Websites and magazines are full of tips for reducing stress. Many office desks display a “stress ball”, and the current popularity of the term “mindfulness” in part comes from Jon Kabat-Zinn‘s pioneering program called Mindfulness-Based Stress Reduction.
What Does the Research Say?
Is stress really always that bad? Research at University of Wisconsin-Madison on 29,000 people over 8 years discovered that our view of stress impacts our health far more than the stress itself. I often state that we do not react to what happens around us, but to what we think about what happens around us. The research disclosed that if we believe stress is always bad for us, then our prediction will likely come true. But, if we think stress is a good thing, then it can challenge, energize, and actually get us moving. People with a positive view of stress live many years longer than those with a negative view of stress!
The Payoff
Studies show that short-term stress has the following potential benefits:
- Boosts our immune system
- Makes us more social
- Stimulates learning
- Improves memory
It is vitally important to emphasize that I mean short-term stress – chronic stress is clearly a health risk. A perfect example is exercise, which is great as long as we do not overdo it. More is not always better. Stress is fine on occasion, as long as we know how to let go of it, and mindfulness meditation is one terrific way to achieve that.

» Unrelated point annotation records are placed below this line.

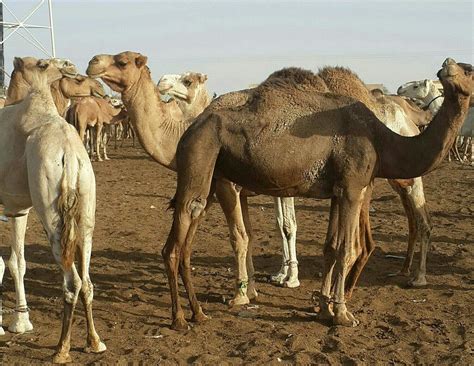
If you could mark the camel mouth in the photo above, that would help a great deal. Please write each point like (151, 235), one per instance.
(69, 74)
(179, 94)
(98, 94)
(95, 75)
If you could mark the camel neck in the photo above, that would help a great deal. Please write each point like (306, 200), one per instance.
(17, 90)
(159, 126)
(410, 157)
(60, 100)
(433, 100)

How Does Mindfulness Help?
Mindfulness allows us to spot not only when our stress level is rising, but what our reaction to that stress is. Hans Selye, the renowned researcher who discovered the dangers of stress response, coined the terms “eustress and distress”. Eustress is a positive experience, what we might feel zooming down a zip line in Costa Rica. Distress may show up if a cop pulls us over on the highway when we are already running late. The same scenario might elicit either eustress and distress, depending on how we view it. A public speaking appearance can be either exhilarating or debilitating, depending on how prepared we might be, or who the audience is. The Buddha often pointed out that suffering begins in our mind.
What You Can Do
Here’s a simple, short exercise to help you to re-frame your stress next time your heart begins to race.
- In a comfortable seated position, close your eyes.

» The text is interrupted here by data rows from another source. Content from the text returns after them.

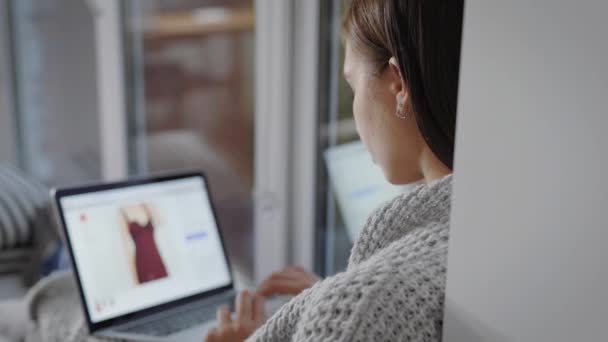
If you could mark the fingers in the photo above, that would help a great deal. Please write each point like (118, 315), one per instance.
(223, 315)
(244, 306)
(212, 335)
(259, 311)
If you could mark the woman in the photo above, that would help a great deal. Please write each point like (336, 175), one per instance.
(402, 62)
(138, 226)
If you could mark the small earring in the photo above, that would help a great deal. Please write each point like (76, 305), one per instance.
(399, 111)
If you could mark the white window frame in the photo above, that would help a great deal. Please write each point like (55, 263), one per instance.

- Feel your feet on the floor, your bottom and back against the chair, hands in your lap, lips touching, and other places you are aware of contact.
- Repeat the sequence, finding a comfortable rhythm, noting each touch point silently.
- Notice areas of your body that are uncomfortable – tension in your body, heart racing, uneven breath, tingling in your stomach or fingers, etc.
- Affirm to yourself with a smile, “There is a positive side to stress.”
Stress is a natural feeling to have from time to time. This combination of mental re-framing and a smile can help change our point of reference, how we view stress, and transform it into a more positive experience.